Cataluña es hoy un espejo de la sociedad de nuestro tiempo. Y es preciso reconocerlo. Las minorías ruidosas acallan a las mayorías, incapaces de tener el arrojo, por indolencia o miedo, de plantar cara, de defender argumentos con la misma decisión con la que los otros manipulan la realidad. Quizá porque esas minorías se adueñan del discurso hasta subyugar la discrepancia, la confrontación. Lo que ocurre hoy en Cataluña es producto de años en los que todos hemos mirado hacia otro lado. Los líderes del independentismo mercantilizaron la política con la connivencia de cuantos presidentes del Gobierno de España han pasado por Moncloa, desde el que puso café para todos, o el que invitaba a Pujol a la bodeguilla hasta el que hablaba catalán en la intimidad, pasando por los recientes Zapatero y Rajoy, que se cayeron de un Casteller como el que se cae de un guindo y dejaron que la estructura de España se desmoronara.

Cataluña se fue convirtiendo entonces en un país sometido por el catalanismo, donde no se podía, siquiera, tener la libertad para rotular un negocio en español, para que tus hijos estudiaran en español o para resistirse a asumir una historia reinventada con la escuelas convertidas en una herramienta de triste adoctrinamiento. Se podía ejercer de catalanista, pero no de españolista. Siempre existirá la sensación de que una minoría política, corrupta a golpe de 3%, ha convertido el independentismo en un instrumento al servicio de sus intereses; con la esquizofrenia del que es capaz de llevar un barco al naufragio, a la ruptura social, al guerracivilismo familiar con tal de no renunciar a los delirios de una clase dirigente clasista y capaz de engañar durante décadas a sus seguidores, que también se han dejado engañar en una sorprendente inmolación intelectual.

Y hoy, 27 de septiembre, el independentismo ha ganado aunque pierda en las urnas, que espero que así sea, porque Cataluña es parte de mi identidad personal, de mi patria emocional.

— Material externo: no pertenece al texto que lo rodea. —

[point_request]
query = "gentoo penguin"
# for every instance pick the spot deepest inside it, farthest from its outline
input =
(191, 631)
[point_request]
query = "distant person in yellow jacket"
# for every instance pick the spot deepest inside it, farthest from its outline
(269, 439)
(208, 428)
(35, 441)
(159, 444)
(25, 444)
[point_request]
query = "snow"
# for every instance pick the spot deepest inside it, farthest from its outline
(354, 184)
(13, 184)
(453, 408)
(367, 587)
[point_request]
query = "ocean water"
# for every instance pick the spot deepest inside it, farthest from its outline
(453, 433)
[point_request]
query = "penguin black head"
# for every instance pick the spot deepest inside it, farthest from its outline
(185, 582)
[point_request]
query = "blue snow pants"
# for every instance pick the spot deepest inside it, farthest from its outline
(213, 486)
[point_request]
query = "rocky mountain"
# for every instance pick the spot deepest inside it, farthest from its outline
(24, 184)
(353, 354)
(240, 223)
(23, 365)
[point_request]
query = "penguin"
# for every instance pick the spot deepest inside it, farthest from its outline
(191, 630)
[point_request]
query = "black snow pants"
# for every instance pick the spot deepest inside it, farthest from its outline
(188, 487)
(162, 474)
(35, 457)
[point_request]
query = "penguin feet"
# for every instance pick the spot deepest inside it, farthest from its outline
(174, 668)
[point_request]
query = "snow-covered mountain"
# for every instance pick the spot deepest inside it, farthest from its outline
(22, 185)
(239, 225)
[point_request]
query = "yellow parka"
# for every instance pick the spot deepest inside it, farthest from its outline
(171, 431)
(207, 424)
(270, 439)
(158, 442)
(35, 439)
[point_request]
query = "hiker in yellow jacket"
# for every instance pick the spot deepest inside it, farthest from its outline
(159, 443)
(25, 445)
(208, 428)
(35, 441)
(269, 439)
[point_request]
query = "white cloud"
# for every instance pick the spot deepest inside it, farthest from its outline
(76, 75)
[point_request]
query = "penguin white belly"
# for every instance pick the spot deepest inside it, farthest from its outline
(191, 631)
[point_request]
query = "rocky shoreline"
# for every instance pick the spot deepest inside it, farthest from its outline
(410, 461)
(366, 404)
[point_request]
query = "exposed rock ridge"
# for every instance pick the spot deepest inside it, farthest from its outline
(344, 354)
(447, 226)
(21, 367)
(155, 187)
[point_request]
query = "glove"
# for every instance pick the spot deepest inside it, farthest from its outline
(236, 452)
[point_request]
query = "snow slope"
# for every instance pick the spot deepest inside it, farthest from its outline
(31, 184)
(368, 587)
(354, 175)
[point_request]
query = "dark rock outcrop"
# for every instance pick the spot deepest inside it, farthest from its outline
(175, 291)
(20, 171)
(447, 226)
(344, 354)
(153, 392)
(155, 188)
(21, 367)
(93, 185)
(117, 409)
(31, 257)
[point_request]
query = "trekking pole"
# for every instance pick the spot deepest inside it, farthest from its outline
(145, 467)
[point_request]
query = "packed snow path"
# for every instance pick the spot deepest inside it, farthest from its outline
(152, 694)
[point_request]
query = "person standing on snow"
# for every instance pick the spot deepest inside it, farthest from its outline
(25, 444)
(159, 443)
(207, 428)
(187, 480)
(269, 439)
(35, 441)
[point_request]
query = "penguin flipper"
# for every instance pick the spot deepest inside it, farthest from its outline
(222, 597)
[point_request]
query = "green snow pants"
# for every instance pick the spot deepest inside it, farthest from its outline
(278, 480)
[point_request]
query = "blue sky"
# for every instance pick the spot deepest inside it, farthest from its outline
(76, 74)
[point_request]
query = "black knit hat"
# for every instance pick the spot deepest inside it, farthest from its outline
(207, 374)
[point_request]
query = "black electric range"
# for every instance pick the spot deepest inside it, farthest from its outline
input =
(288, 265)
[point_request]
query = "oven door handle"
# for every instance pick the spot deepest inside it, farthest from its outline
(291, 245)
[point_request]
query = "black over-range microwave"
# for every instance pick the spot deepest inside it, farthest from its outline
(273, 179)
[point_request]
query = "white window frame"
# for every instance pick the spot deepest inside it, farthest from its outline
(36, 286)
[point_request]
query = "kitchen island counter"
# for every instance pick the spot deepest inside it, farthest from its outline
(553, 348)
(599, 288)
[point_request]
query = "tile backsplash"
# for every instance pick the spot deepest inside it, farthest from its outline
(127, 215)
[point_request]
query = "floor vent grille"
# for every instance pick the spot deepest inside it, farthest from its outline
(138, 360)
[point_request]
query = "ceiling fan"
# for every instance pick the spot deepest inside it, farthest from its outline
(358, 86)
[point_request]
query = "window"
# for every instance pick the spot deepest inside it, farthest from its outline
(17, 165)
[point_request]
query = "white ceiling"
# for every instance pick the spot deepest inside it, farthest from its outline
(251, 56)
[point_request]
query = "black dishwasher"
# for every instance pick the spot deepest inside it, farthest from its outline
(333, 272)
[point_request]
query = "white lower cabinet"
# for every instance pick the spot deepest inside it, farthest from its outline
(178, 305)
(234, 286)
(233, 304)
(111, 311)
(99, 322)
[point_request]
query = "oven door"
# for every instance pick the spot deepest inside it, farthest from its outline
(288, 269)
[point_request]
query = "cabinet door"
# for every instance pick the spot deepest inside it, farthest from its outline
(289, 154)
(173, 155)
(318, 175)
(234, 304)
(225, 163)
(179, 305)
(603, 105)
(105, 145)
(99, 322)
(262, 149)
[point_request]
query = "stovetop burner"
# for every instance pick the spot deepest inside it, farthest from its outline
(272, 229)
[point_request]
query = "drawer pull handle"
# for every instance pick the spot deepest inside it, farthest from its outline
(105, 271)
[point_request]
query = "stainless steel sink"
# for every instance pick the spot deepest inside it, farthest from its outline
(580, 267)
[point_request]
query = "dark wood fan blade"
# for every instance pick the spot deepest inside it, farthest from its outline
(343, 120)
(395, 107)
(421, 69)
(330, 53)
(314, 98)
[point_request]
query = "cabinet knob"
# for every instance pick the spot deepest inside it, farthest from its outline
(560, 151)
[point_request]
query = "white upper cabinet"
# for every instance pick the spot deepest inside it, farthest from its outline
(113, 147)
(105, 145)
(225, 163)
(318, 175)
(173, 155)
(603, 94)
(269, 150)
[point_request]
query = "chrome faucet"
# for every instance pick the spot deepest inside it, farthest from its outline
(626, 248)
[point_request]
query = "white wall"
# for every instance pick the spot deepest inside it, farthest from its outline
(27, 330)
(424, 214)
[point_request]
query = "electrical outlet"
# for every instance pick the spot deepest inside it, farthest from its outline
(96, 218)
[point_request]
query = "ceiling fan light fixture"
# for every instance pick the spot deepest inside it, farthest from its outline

Este camino no se detendrá. Porque hubo un día que abandonamos Cataluña a su suerte a cambio de un puñado de escaños. Y fue entonces cuando desde las escuelas, desde los medios públicos, privados y primados y desde las leyes Cataluña construyó lo que parecía inverosímil, el imaginario de una Cataluña independiente. Sólo un camino inverso, político y social, respaldado por la legalidad, permitirá corregir esta tendencia. De lo contrario acabaremos convencidos de que lo que hay que hacer es cambiar la Constitución para que el delirio independentista sea posible. Y eso sí que será la derrota definitiva.